La robe, tout juste arrivée du salon où elle avait été parfaitement ajustée à la silhouette d’Éléonore, avait quelque chose de féerique. Christina la regardait avec un mélange d’envie et d’admiration.

Et cette jalousie était compréhensible. À seulement 19 ans, Éléonore allait épouser un homme séduisant et mature, loin de l’adolescent sans avenir. Vadim avait 35 ans, ce n’était pas son premier mariage. Mais cela ne semblait pas freiner Éléonore. Son futur époux avait l’allure d’une star étrangère, à la James Bond : grand, musclé, bronzé de manière uniforme, un sourire éclatant qui attirait tous les regards.

Christina, elle, était jalouse de cette cérémonie somptueuse que sa meilleure amie allait vivre, et de la robe magnifique qu’elle porterait. Elle, venait d’une famille simple.

Les parents d’Éléonore possédaient une chaîne d’hôtels prospère, qui s’était développée sur plusieurs années et occupait une place importante à travers le pays.

Vadim, d’après les dires d’Éléonore, était aussi un homme d’affaires, mais bien plus modeste que ses beaux-parents. En rejoignant cette famille riche, il avait toutefois beaucoup gagné.

Mais jamais Éléonore n’avait envisagé qu’il puisse l’épouser uniquement pour l’argent.

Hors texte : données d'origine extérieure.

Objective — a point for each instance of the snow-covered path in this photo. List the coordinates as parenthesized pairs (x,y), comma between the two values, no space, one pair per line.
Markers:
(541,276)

Un jour, elle en parla avec Christina. Elle s’était vexée et avait dit :

« Ne suis-je pas digne d’être aimée pour ce que je suis, sans intérêt caché ? Ne suis-je pas belle, intelligente, cultivée ? Ne serai-je pas une épouse fidèle et passionnée ? »

Christina, quant à elle, pensait autrement. Elle n’avait pas osé lui dire qu’aujourd’hui, il y avait tant d’arnaqueurs. Peu importe la beauté ou l’intelligence : c’est l’argent qui compte, et pas n’importe lequel. Elle espérait sincèrement se tromper sur Vadim, car elle aimait profondément son amie et ne voulait pas qu’elle souffre.

Une dernière fois, Éléonore contempla sa robe de mariée somptueuse avant de la ranger avec regret dans l’armoire. Le futur marié ne devait pas la voir avant la cérémonie. Vadim devait arriver d’un instant à l’autre pour les derniers préparatifs.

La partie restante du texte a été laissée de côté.